The pilot of course presented figures regarding levels of gambling related harms different to our current methodology. Whilst our current figures show the overall problem gambling rate is statistically stable at 0.2%, the pilot data suggested that rate for participants was 1.3%.
The figures are different. We make no apology for that.
As I have already said today, better data will lead to better regulation and better outcomes. The same is true of better numbers on gambling harms and that is what the Commission is most interested in.
And in terms of regulation that works for all, building on our collaborative approach, we will work with the gambling industry to explore how we can roll out account management with more effective and earlier engagement for operators – secure in the knowledge that where operators do not make efforts to meet our standards, our compliance and enforcement work will ensure serious repercussions.

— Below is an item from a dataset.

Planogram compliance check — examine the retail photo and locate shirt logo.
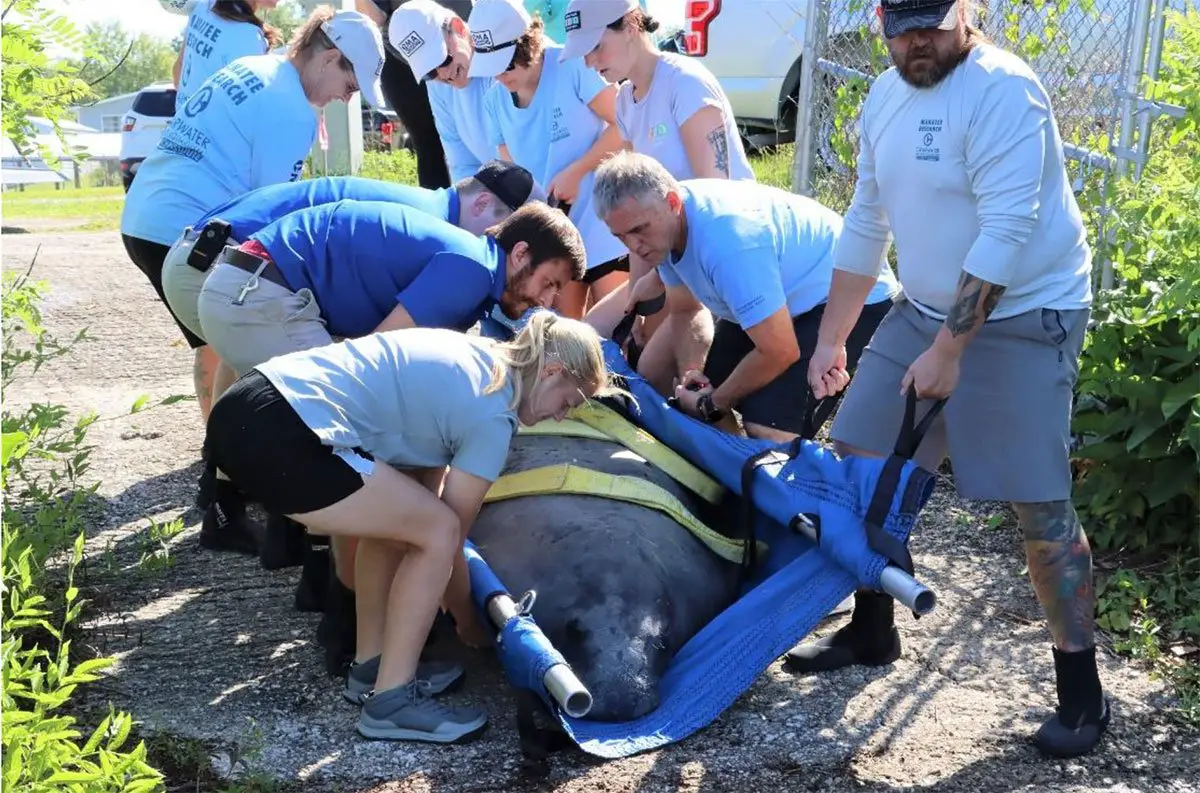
[398,30,425,58]
[184,85,212,119]
[914,119,944,162]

I started today by saying that at the Commission, it’s clear to us that the next few years give a real opportunity to make a decisive difference towards gambling in Great Britain being safer, fairer and crime-free. Hopefully having listened to what I have to say, you agree. The Gambling Act Review is a big part of that but I think the steps that the Commission is already planning besides that, lay the ground work already.
And we want to continue by working with gambling operators, as well as others, to make more progress more quickly. But compliance is the first step. Where operators continue to fail in their obligations, we will continue to take uncompromising action.
So let’s prioritise compliance, prioritise safer, fairer and crime free gambling and through that prioritise the 22 million people who gamble in Great Britain.